オリンピックPRESSBACK NUMBER
“日本最難関”東大の水泳部で「ある異変」…まさかの“日本インカレ9人出場&準優勝スイマーも出現”の衝撃「選手が続々覚醒」で過去最強になったナゼ
text by

別府響Hibiki Beppu
photograph byBUNGEISHUNJU
posted2025/11/25 11:01
言わずと知れた日本の最難関大学である東京大学。その水泳部競泳チームが躍進を見せている理由は…?
言うまでもなく、日本インカレは日本の学生競泳界では最高峰の大会だ。
当然、参加標準記録も相当にハイレベルで、ほとんどの出場選手が高校時代から全国大会の出場実績を持つ。その選手たちが強豪私大で切磋琢磨し、ようやくたどり着けるような舞台でもある。その舞台に、高校時代に競技実績などない選手がほとんどの東大チームが大挙して現れたのである。
果たして彼らの「覚醒」のウラには、一体どんな魔法があったのだろうか? 大きな理由のひとつが、ある若手コーチの存在だった。
「水泳一色」だった選手がなぜ…東大のコーチに?
ADVERTISEMENT
2022年から東大水泳部のコーチを務める押切雄大は、今年で32歳になった。
高校、大学時代の押切は、端的に言えば水泳一色の学生生活を送ってきた。
神奈川の日本大学高校時代は全国的には無名だったものの、平泳ぎでインターハイまでは出場。2012年に大学競泳界の超名門・日本大学へ進学後すると、そこで一気に才能が開花する。

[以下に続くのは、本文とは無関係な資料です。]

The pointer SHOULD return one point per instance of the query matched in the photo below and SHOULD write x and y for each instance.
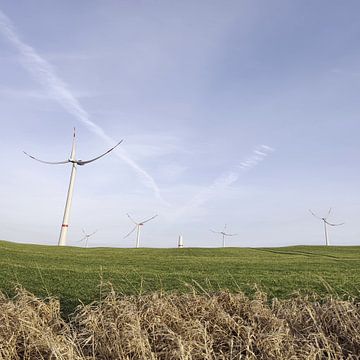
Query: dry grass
(181, 326)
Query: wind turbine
(74, 162)
(137, 227)
(324, 219)
(86, 237)
(223, 233)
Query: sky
(243, 113)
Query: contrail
(226, 179)
(44, 73)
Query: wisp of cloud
(225, 180)
(45, 74)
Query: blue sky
(236, 112)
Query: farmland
(75, 274)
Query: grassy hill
(74, 274)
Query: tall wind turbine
(223, 233)
(137, 227)
(86, 237)
(74, 162)
(324, 220)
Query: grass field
(74, 274)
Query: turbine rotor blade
(318, 217)
(153, 217)
(46, 162)
(216, 232)
(130, 232)
(81, 162)
(131, 219)
(333, 224)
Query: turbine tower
(137, 227)
(86, 237)
(72, 160)
(324, 220)
(224, 234)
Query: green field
(74, 274)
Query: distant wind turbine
(223, 233)
(74, 162)
(86, 237)
(324, 219)
(137, 227)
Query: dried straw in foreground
(181, 326)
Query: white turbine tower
(224, 234)
(137, 227)
(324, 220)
(74, 162)
(86, 237)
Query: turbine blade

3年時には日本選手権の200m平泳ぎで2位に入ると、同年のパンパシフィック水泳選手権、世界短水路選手権では日本代表として日の丸も背負った。
「楽しい水泳は高校までという感じで。大学以降はもう、とにかく結果を出さないと……と必死にやっていましたね。なんとか代表になって、世界水泳や五輪に出たい気持ちだけでした」
連日つづくハードなトレーニング。優先順位はどうしても競泳に比重が置かれる。
学業面でも押切は単位こそキッチリと取っていたが、「積極的に何かを学ぼうという姿勢ではなかったですね」と振り返る。周囲を見渡せば、授業に出ずとも教授陣の裁量で単位がもらえてしまうような部員も決して少なくないのが現実だった。

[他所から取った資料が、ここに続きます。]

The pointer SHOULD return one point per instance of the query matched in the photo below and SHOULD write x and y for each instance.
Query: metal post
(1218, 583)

2016年に大学を卒業後は、航空関係の企業へと就職した。
そこで五輪の大舞台を目指したが、当時はリオ五輪とその後の地元・東京での五輪を控え、瀬戸大也や萩野公介といった「競泳黄金世代」がひしめき合っていた時代だった。押切のメイン種目である平泳ぎも、小関也朱篤や渡辺一平といった世界トップレベルの選手を倒さなければ代表の切符は手に入らない状況だった。
結果的に押切は、大舞台に手が届かなかった。